Breast cancer is the most common cancer in women in Kenya, other than skin cancers, Breast cancer treatment involves a team of doctors who work together to determine a treatment plan, which can include surgery, chemotherapy, endocrine therapy, radiation, and reconstructive surgery. Breast cancer survival rates have improved over time given earlier detection due to regular screening and education, a better understanding of the disease, and more personalized treatment. Advances in breast cancer surgery have led to more options for breast preservation and less painful recovery.
The breast surgeons atKLASS take many factors into consideration when discussing breast cancer surgery options, including the extent and location of the disease at presentation, age, family and genetic history, medical history, and a patient’s personal feelings. Your surgeon will provide evidence based advice on the optimal surgical management, but you will be able to share in the final decision making process based on appropriate personal preferences.

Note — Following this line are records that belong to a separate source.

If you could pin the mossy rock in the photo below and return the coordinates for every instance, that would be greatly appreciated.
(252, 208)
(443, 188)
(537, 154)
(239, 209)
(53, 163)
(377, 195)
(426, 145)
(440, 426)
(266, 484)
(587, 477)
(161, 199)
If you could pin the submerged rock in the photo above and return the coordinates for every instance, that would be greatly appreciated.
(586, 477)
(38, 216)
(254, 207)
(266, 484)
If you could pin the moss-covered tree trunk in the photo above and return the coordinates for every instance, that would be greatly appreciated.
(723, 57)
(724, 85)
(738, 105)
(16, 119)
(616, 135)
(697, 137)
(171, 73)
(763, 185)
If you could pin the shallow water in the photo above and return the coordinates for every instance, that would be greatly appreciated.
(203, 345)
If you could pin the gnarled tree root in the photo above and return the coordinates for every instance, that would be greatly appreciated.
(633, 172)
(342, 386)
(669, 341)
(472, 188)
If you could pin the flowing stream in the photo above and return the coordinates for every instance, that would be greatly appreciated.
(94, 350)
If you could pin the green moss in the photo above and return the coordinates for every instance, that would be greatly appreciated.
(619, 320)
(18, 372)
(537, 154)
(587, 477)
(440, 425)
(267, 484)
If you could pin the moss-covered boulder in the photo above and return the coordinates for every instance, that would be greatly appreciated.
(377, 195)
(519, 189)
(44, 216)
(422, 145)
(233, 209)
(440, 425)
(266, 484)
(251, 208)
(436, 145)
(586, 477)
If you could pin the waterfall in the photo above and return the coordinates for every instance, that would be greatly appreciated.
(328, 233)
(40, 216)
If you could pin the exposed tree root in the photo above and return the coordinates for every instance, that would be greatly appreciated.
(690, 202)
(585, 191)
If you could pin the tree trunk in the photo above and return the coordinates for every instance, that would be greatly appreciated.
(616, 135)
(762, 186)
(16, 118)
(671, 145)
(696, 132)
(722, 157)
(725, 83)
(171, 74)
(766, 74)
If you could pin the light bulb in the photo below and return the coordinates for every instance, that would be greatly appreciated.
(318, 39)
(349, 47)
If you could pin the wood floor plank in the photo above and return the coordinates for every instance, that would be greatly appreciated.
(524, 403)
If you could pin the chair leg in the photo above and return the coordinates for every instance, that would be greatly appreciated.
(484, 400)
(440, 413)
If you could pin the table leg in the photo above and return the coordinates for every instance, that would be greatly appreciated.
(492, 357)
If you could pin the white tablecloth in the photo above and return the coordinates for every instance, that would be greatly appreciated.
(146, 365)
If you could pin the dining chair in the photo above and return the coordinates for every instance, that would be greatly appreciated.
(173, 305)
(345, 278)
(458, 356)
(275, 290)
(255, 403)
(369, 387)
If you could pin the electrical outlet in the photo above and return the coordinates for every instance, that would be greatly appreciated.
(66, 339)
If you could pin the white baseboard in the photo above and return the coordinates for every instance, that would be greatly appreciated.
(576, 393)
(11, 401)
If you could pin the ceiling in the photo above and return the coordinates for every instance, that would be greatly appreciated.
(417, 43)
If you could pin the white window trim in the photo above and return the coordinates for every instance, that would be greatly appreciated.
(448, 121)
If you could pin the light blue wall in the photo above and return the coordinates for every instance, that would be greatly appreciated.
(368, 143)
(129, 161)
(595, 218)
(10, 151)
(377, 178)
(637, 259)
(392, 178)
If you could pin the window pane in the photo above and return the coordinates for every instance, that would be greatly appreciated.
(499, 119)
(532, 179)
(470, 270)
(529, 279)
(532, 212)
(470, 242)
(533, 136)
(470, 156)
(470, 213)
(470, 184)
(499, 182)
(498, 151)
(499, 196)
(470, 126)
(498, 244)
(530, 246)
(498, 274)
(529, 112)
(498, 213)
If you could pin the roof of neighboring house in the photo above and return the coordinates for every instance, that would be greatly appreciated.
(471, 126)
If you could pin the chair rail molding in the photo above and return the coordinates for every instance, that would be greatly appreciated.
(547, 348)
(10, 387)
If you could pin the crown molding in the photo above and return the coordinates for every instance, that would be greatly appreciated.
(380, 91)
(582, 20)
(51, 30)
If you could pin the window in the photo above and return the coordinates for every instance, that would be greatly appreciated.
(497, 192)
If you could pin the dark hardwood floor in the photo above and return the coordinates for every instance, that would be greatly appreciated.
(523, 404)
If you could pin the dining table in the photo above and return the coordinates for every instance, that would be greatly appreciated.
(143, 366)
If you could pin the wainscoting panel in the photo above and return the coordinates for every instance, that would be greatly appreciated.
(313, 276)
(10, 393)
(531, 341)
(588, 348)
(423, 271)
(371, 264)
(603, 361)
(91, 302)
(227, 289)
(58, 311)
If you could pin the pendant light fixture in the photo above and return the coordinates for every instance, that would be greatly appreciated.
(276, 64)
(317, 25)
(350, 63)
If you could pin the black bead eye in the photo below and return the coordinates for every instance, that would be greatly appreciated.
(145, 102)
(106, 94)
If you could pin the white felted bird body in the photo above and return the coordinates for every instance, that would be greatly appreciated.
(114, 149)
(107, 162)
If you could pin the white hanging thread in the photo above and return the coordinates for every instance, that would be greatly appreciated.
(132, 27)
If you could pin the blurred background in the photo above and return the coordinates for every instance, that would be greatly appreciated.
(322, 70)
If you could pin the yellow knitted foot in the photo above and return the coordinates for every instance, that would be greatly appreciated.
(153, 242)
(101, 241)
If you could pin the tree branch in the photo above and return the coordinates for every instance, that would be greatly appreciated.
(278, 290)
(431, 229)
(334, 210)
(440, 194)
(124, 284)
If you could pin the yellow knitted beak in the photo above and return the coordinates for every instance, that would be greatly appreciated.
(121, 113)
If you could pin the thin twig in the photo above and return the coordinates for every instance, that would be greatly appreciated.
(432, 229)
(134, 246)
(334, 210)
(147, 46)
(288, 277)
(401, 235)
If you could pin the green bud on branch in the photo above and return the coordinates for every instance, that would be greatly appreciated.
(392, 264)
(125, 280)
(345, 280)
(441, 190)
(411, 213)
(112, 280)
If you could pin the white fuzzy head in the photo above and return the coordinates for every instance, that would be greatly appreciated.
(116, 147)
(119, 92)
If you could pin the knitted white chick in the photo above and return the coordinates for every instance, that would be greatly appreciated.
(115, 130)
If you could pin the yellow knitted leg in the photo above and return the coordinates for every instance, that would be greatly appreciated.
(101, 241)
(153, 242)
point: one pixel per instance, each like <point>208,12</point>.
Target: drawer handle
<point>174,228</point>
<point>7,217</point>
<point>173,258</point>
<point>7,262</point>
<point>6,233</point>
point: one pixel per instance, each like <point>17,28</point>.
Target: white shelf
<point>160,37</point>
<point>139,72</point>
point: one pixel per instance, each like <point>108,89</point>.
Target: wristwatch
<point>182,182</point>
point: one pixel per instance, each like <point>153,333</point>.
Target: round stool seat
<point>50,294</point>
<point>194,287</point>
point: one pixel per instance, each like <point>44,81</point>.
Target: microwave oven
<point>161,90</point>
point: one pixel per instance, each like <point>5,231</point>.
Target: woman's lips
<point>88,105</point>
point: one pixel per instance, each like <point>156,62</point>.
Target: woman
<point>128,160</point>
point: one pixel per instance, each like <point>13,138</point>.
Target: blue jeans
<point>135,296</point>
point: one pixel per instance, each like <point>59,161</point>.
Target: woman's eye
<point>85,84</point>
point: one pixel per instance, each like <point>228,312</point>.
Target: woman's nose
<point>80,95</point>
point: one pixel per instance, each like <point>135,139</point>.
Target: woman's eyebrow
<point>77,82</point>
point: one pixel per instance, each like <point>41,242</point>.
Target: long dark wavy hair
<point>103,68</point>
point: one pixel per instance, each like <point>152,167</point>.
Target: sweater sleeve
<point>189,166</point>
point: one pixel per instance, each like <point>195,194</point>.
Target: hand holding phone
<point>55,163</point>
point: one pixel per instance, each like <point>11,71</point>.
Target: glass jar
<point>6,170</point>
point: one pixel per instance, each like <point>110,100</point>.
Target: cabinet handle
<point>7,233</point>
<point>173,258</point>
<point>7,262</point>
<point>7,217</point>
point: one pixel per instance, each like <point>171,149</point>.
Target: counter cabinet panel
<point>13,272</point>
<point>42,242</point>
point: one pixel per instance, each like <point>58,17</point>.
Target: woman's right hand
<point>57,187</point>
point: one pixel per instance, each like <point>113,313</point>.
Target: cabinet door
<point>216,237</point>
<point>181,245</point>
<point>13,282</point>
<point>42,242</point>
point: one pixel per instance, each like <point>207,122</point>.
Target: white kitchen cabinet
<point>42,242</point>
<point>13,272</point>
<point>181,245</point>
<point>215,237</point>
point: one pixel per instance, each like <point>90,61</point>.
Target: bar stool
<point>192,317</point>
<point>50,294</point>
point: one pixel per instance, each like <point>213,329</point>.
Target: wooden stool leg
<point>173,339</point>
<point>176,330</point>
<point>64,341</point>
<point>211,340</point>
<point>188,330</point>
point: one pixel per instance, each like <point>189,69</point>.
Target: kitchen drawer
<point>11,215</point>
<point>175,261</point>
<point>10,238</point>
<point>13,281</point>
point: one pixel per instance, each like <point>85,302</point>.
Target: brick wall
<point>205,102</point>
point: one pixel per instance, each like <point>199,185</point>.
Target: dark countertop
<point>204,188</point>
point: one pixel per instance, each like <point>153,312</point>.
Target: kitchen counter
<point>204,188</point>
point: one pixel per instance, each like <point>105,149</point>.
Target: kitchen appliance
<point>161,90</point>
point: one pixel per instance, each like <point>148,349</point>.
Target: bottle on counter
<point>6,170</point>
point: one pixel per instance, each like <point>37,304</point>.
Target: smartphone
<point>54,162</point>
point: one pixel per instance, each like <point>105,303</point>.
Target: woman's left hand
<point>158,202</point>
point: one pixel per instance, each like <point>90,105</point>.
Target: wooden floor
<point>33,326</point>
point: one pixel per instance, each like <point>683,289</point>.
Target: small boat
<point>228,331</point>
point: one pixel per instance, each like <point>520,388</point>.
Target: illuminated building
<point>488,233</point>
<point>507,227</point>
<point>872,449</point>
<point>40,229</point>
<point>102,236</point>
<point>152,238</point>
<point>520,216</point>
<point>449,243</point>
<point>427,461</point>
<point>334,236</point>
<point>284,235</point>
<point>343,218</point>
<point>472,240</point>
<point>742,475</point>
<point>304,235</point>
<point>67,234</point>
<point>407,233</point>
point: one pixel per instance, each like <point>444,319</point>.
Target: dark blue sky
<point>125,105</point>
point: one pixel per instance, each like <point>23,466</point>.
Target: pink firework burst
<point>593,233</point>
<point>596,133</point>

Breast Cancer Surgical Options
The most common surgeries for breast cancer are lumpectomy (partial mastectomy), simple mastectomy, sentinel lymph node biopsy, axillary lymph node dissection, and modified radical mastectomy.
Lumpectomy (also termed partial mastectomy), entails complete removal of the cancer along with some of its surrounding normal tissue to ensure clear edges devoid of cancer cells. This procedure is commonly referred to as breast conservation surgery as it typically preserves an optimally cosmetic and functional outcome. Subsequent radiation therapy is typically recommended and possibly chemotherapy, depending on the tumor biology, to destroy any potential remaining cancer cells and prevent recurrences.
A simple (total) mastectomy is a procedure that removes your entire breast. Chest muscles are fully preserved. There are various forms of simple mastectomy including skin sparing and nipple sparing. In some instances, particularly in those with a significant family or genetic predisposition, a prophylactic (or preventative) simple mastectomy may be indicated to reduce risk of cancer occurrence. If desired, various options of immediate or delayed breast reconstruction will be available and addressed by plastic and reconstructive surgeons.
Sentinel lymph node biopsy is usually performed in conjunction with a lumpectomy or a simple mastectomy. Breast cancer has the potential to spread to lymph nodes under the arm which can adversely affect the cancer stage and implicate the need for additional treatment. The sentinel node biopsy removes the first lymph node (or couple nodes) in the more vast chain of nodes in that location and is highly accurate in determining lymph node involvement. It is less invasive with less complications and does not require a drain. Removing greater numbers of lymph nodes may be sometimes necessary and is termed an axillary lymph node dissection.
Modified radical mastectomy is a total mastectomy combined with an axillary lymph node dissection and does not involve the chest muscles. It is necessary in more locally (relating to the breast) and regionally (relating to the lymph nodes) advanced cancers.
What To Expect After Breast Cancer Surgery
The recovery process will depend on the type of surgery performed. Patients who undergo lumpectomy and lymph node biopsy go home the same day. Those undergoing a mastectomy are often admitted overnight especially if an immediate reconstruction has been performed. As with any surgery, there are risks and possible complications involved. Our surgeons will explain the condition, surgery options and risks, pertinent procedural details, postoperative care, and address all questions. Short and longer term follow up appointments for surveillance will be necessary with your surgeon and medical oncologist.